Raul is an almost completely unsympathetic psychopath, prone to unexpected outbursts of violent behaviour, making this film challenging to watch at times. The politics of the time peek out from the background now and then, giving a feel for what it must have been to live in such an oppressive state without being overly didactic. I got the sense that while the others viewed dancing as an escape from their lives, for Raul, it was simply a compulsion that soon consumed him completely. A good film, with some good performances, especially by Castro, but definitely not a light film that you can just breeze by.
Director and co-writer Pablo Larrain was in attendance, and stayed for a Q&A after the film:
- Castro couldn't be in Toronto, as he was in Chile getting ready to go to Japan.
- It was surprisingly easy to get the rights to footage of Saturday Night Fever, not very expensive. Paramount understood it was an art-house movie that wasn't out to damage the film. And since Grease falls under the same studio, they only had to deal once.
- There was a parallel between Raul and Pinochet; Raul's impunity, rage, and anger mirrored that of the regime. His unexpected behaviour and violence is also that of the country; he's not alone, he's not the only one.
- Larrain talked to homicide detectives of that time, and they said they didn't have time to deal with regular crimes like those in the film, because they were all working for the regime.
- Castro didn't base the character on anyone in particular; he also didn't watch Saturday Night Fever, just the dance scene and the scene where Manero's brother talks about leaving the church.
- Larrain said that sometimes when you make a film, you're trying to tell a story, but what you really want is to get a tone or atmosphere, and that's what films are in the end, more than the dramatic plot.
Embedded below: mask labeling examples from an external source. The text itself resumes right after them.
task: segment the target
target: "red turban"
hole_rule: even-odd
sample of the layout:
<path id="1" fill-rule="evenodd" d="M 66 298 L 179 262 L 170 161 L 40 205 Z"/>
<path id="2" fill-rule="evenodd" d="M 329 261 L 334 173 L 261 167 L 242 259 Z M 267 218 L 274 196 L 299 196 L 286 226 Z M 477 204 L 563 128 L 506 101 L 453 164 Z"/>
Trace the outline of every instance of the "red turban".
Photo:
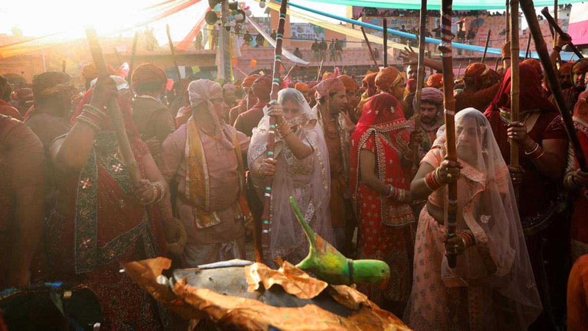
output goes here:
<path id="1" fill-rule="evenodd" d="M 297 82 L 296 83 L 296 85 L 294 85 L 294 88 L 300 92 L 306 92 L 308 91 L 308 85 L 303 82 Z"/>
<path id="2" fill-rule="evenodd" d="M 259 76 L 251 85 L 251 90 L 260 101 L 269 100 L 272 92 L 272 77 L 269 75 Z"/>
<path id="3" fill-rule="evenodd" d="M 108 70 L 108 72 L 111 74 L 116 74 L 116 70 L 112 65 L 106 64 L 106 69 Z M 84 79 L 91 80 L 98 77 L 98 71 L 96 70 L 96 65 L 94 64 L 94 62 L 85 65 L 82 68 L 82 75 L 83 76 Z"/>
<path id="4" fill-rule="evenodd" d="M 580 59 L 572 65 L 572 73 L 581 72 L 585 74 L 588 72 L 588 59 Z"/>
<path id="5" fill-rule="evenodd" d="M 315 98 L 318 100 L 323 97 L 328 97 L 329 94 L 340 90 L 345 90 L 345 85 L 343 84 L 341 80 L 333 77 L 327 78 L 315 87 L 316 92 L 315 92 Z"/>
<path id="6" fill-rule="evenodd" d="M 559 75 L 569 75 L 572 73 L 572 63 L 567 62 L 560 67 L 559 69 L 557 69 L 557 74 Z"/>
<path id="7" fill-rule="evenodd" d="M 427 80 L 427 87 L 440 88 L 443 86 L 443 74 L 433 74 Z"/>
<path id="8" fill-rule="evenodd" d="M 359 88 L 359 84 L 358 84 L 358 82 L 355 81 L 355 80 L 349 75 L 342 75 L 338 78 L 343 82 L 343 85 L 345 85 L 345 90 L 348 91 L 350 90 L 357 91 Z"/>
<path id="9" fill-rule="evenodd" d="M 255 80 L 259 78 L 259 75 L 251 75 L 250 76 L 247 76 L 245 79 L 243 80 L 243 82 L 241 83 L 241 87 L 251 87 L 253 85 L 253 82 Z"/>
<path id="10" fill-rule="evenodd" d="M 161 83 L 168 82 L 165 71 L 159 67 L 151 63 L 144 63 L 133 69 L 131 77 L 131 83 L 135 85 L 138 84 Z"/>
<path id="11" fill-rule="evenodd" d="M 530 64 L 535 69 L 537 69 L 537 72 L 539 73 L 539 76 L 543 73 L 543 69 L 541 68 L 541 62 L 537 61 L 535 59 L 527 59 L 523 61 L 523 63 L 526 63 L 527 64 Z"/>
<path id="12" fill-rule="evenodd" d="M 393 67 L 388 67 L 380 69 L 376 75 L 374 82 L 380 91 L 386 91 L 395 87 L 402 80 L 400 71 Z"/>

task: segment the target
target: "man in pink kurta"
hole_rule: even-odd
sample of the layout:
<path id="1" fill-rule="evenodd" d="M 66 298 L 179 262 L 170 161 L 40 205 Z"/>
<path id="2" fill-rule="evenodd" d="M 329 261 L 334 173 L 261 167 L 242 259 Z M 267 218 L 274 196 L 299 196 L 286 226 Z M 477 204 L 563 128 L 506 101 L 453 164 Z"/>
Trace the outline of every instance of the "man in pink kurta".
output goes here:
<path id="1" fill-rule="evenodd" d="M 192 82 L 191 85 L 193 84 L 206 84 L 203 81 L 206 80 Z M 216 87 L 212 84 L 211 86 L 208 88 Z M 221 91 L 220 97 L 222 98 L 220 85 L 218 87 L 219 91 Z M 199 111 L 205 110 L 208 104 L 214 103 L 207 102 L 215 99 L 216 96 L 215 94 L 210 91 L 209 93 L 210 95 L 205 96 L 208 98 L 201 103 L 193 102 L 193 98 L 191 95 L 195 114 Z M 201 109 L 202 108 L 205 110 Z M 235 215 L 234 208 L 236 201 L 239 200 L 242 194 L 240 181 L 244 174 L 240 172 L 242 167 L 239 166 L 235 149 L 228 148 L 222 137 L 223 135 L 235 137 L 242 151 L 247 151 L 249 138 L 234 128 L 220 122 L 216 123 L 214 126 L 214 133 L 211 134 L 203 128 L 203 124 L 201 126 L 197 124 L 198 122 L 195 118 L 195 115 L 189 120 L 188 123 L 182 125 L 165 140 L 162 150 L 162 162 L 159 166 L 161 173 L 166 181 L 169 182 L 175 178 L 179 183 L 175 210 L 173 214 L 182 221 L 188 234 L 188 243 L 182 257 L 186 266 L 189 267 L 245 257 L 244 221 L 246 217 L 242 214 Z M 218 217 L 216 221 L 214 222 L 216 224 L 206 224 L 203 227 L 199 221 L 200 220 L 197 219 L 195 210 L 205 207 L 200 204 L 191 203 L 186 198 L 187 188 L 189 187 L 186 175 L 190 163 L 199 163 L 201 161 L 196 157 L 186 160 L 186 142 L 190 125 L 195 125 L 197 128 L 205 158 L 206 166 L 205 171 L 208 176 L 206 180 L 209 192 L 206 211 L 216 212 L 215 217 Z M 164 216 L 172 217 L 171 201 L 169 199 L 165 199 L 161 207 Z M 243 214 L 246 213 L 245 210 L 243 211 Z"/>

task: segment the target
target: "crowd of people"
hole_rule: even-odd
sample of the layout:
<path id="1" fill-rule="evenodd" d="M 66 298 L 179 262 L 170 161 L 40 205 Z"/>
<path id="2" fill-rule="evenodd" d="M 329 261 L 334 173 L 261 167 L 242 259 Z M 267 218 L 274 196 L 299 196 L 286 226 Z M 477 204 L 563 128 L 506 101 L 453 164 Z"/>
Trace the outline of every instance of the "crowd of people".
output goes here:
<path id="1" fill-rule="evenodd" d="M 554 65 L 569 41 L 558 42 Z M 83 93 L 61 72 L 15 91 L 4 82 L 0 288 L 69 282 L 96 295 L 103 329 L 170 329 L 169 312 L 119 272 L 119 262 L 169 256 L 194 267 L 245 259 L 272 176 L 262 252 L 270 266 L 278 257 L 298 263 L 309 251 L 292 197 L 343 254 L 389 266 L 385 287 L 358 289 L 411 328 L 585 326 L 586 256 L 567 296 L 566 286 L 578 252 L 588 253 L 588 173 L 569 148 L 540 63 L 520 64 L 518 121 L 510 121 L 509 44 L 497 72 L 467 67 L 453 91 L 456 161 L 446 157 L 440 61 L 425 59 L 437 73 L 426 80 L 416 109 L 418 55 L 400 56 L 405 72 L 382 68 L 360 84 L 327 73 L 285 84 L 274 101 L 268 75 L 222 85 L 181 79 L 168 92 L 165 72 L 151 64 L 135 68 L 128 82 L 112 67 L 98 75 L 89 64 Z M 558 72 L 564 111 L 588 151 L 588 61 Z M 114 132 L 117 111 L 130 149 Z M 509 165 L 513 143 L 516 167 Z M 458 211 L 447 239 L 449 183 L 458 187 Z M 566 296 L 574 303 L 567 309 Z"/>

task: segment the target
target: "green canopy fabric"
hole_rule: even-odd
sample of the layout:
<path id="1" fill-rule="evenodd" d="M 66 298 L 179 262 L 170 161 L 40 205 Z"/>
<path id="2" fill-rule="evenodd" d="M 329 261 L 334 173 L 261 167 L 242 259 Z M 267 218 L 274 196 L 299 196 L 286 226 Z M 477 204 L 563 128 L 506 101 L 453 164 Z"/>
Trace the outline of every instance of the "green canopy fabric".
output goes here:
<path id="1" fill-rule="evenodd" d="M 346 5 L 360 7 L 376 8 L 393 8 L 397 9 L 420 9 L 420 0 L 308 0 L 315 2 Z M 559 0 L 558 5 L 582 2 L 582 0 Z M 535 8 L 540 9 L 547 6 L 553 6 L 553 0 L 536 0 L 533 1 Z M 505 0 L 453 0 L 454 11 L 504 9 L 506 6 Z M 427 2 L 427 9 L 441 8 L 441 0 L 429 0 Z"/>

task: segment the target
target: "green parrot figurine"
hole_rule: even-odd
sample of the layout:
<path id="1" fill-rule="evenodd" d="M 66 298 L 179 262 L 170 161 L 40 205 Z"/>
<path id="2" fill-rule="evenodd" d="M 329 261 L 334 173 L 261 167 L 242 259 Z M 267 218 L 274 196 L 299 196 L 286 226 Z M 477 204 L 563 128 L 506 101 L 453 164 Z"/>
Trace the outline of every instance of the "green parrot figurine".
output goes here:
<path id="1" fill-rule="evenodd" d="M 310 243 L 308 256 L 296 267 L 311 272 L 319 279 L 333 285 L 373 283 L 385 289 L 390 280 L 390 267 L 378 260 L 353 260 L 345 257 L 332 245 L 316 234 L 306 223 L 294 198 L 290 203 L 298 223 Z"/>

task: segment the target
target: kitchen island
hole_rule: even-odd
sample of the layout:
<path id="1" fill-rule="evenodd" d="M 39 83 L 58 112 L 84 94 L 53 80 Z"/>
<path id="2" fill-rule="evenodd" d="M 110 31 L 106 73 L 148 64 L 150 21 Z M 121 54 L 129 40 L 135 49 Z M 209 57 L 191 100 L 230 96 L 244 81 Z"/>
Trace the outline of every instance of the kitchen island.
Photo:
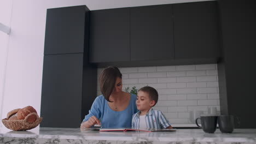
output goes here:
<path id="1" fill-rule="evenodd" d="M 37 127 L 28 131 L 0 128 L 0 143 L 256 143 L 256 129 L 235 129 L 232 134 L 214 134 L 201 129 L 171 132 L 98 131 L 89 129 Z"/>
It's a mood you're trying to reach.
- The tone of this film was in the air of those days; Castro was 20 in those days, so he probably based his character more on his own personal experience of that time than on anyone else.
- The abrupt ending was intentional, as he was trying to show to the audience a fragment of someone's life by showing 4 or 5 days of a life, and the film begins and ends with movement; there's no sudden Hollywood-like climax. We don't know where he's going, what he's going to do, what he's thinking or feeling; the audience may complete that themselves.
- The scenes which were blurred or out-of-focus reflect how people who lived through that time tended to have hazy recollections, how it's like a bad dream you don't want to remember.
- They didn't want to idealize anything, so that why it's hard to watch at times; he also referred to the realistic, flawed sex scenes in the movie as another example of trying not to show things as beautiful when they weren't.
- The dialogue was about 70% scripted, and the rest improvised by everyone. Things change a lot on set.
- In 1976, Pinochet brought in a bunch of young US-educated people who changed the social and economic systems of Chile, and by the time of the film in 1978, we see the impact of that. European films and culture were often banned, so US culture was what was imported. Raul sees Travolta's working-class character as similar to him, but actually he's not, as Raul is 50, he doesn't look like him or dance like him, but he still wants to be him, and Larrain sees the film as about that and the story of his country.